伯母用のマグカップに入れた緑茶を美沙ちゃんが飲み干した時、ちょうど家のチャイムが鳴った。普段成一とやっているゲームの話とか、一人暮らしあるあるの話をしていたお陰で随分とその後の時間の流れは早かった気がする。「ちょっと待ってて」と言い残して玄関の扉を開ければ、濡れた傘とビニール袋を下げて気難しそうに立つ成一と、背後には一度だけ写真で見たことのある菫色の髪をした女子がいた。都多由香子。美沙ちゃんとまさに一緒に暮らしている「ゆーちゃん」その人である。成一の後ろに隠れるように立つ都多さんの表情はよく見えない。
「連れ込むとか聞いてない」
「傘忘れたって言うから」
「お前も傘くらい持ち歩けよ」
「そもそも今日美沙ちゃんと会うこと自体想定してなかった」
真顔で軽い口論をしながら成一はずかずかと靴を脱いで取次に上がる。何度となく入り浸りに来てるくせに「お邪魔します」と早口でも言ってくるところがまあ良い奴たる所以だと思った。美沙〜と居間の方に向かっていく親友の背を横目に、未だ玄関口に立ち尽くしている都多さんへ振り返る。思えば存在だけは把握していたけれど、喋るのは初めてのことだった。
「あー…すぐに帰しますけど、ここで待ちます?」
「大丈夫です。お気になさらず」
美沙ちゃんとは似ても似つかない語気の強さだった。物怖じすることなく俺を、というより俺の背後にある居間の方をじっと見ている。成一曰く「僕よりしっかりしていて世話焼き」で、美沙ちゃん曰く「居たら頼ってしまう」相手は、まあ確かに落ち着いていてまるで成一と美沙ちゃんの保護者のように見えなくもない。ない、けども。
「色々すみませんでした…二人まで呼んでいただいて…」 貸した脱衣所から美沙ちゃんが出てくる。さっきよりも厚手の上着を羽織った美沙ちゃんは、昼に出会った時と同じ顔色に戻っている。

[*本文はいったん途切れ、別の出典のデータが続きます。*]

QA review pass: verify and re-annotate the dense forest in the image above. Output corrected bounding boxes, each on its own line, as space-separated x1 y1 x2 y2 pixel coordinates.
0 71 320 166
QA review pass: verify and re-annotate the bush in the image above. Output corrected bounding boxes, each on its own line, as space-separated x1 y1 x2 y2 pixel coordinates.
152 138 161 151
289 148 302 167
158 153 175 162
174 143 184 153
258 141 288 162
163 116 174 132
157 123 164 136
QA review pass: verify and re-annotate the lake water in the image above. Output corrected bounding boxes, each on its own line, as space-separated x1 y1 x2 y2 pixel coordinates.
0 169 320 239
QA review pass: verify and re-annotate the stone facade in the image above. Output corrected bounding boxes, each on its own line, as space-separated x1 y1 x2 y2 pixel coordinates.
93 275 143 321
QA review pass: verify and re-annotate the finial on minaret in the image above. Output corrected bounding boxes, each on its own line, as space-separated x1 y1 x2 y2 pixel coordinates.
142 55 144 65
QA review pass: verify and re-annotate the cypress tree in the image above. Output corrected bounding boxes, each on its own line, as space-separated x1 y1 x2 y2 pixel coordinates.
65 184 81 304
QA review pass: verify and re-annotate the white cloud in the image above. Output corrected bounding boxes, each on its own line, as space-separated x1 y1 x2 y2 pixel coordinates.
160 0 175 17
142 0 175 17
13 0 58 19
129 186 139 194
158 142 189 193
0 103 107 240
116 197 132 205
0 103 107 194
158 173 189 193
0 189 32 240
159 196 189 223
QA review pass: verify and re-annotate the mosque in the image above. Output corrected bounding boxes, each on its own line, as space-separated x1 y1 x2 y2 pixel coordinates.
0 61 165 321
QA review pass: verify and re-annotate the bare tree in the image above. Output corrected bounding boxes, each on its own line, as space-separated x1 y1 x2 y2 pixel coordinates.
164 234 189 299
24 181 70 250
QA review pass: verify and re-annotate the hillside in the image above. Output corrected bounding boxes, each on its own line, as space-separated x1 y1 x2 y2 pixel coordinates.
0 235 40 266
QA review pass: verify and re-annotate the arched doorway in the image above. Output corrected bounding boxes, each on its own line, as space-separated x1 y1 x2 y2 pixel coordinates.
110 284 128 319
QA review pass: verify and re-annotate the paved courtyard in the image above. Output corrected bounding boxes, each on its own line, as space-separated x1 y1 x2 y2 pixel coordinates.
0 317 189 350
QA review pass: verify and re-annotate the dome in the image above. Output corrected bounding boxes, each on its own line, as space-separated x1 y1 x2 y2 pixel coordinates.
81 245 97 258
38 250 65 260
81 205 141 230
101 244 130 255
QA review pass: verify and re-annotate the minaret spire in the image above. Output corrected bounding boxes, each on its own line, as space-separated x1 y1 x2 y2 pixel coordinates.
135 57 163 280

今日何度目か分からない「気にしなくていいよ」の言葉をかけると、背後ーーつまり玄関側から刺すような視線を感じた。正面からそれを見ているだろうに成一は気づかずに「由香子が僕じゃ着替えも選べないだろって言うから」と雑談を振る。満足げに鼻を鳴らして「本当のことだもの」と返す声色は、俺と二人でいた時のものより明らかに機嫌が良い。…成程、これで確信した。俺もこの子のことは本能的に好きになれない。
三人は雨の中傘をさして帰っていく。忘れたことを咎めつつも二人は美沙ちゃん用の傘を用意しなかった。その愛情がどこか少しだけ歪に見えるのは、俺が真っ当な家族を知らないからだろうか。それとも。
レースカーテン越しに見える三人の背中を少し見送ったところで遮光カーテンでその光景を覆い隠す。雨はまだ止む気配を見せない。降るなら日曜までにしてほしいと願いながら、俺はテレビの電源をつけた。下らないバラエティ番組の再放送が流れだし、一発屋のギャグで雑に笑う声が室内に響く。意識がテレビに向くことはなかった。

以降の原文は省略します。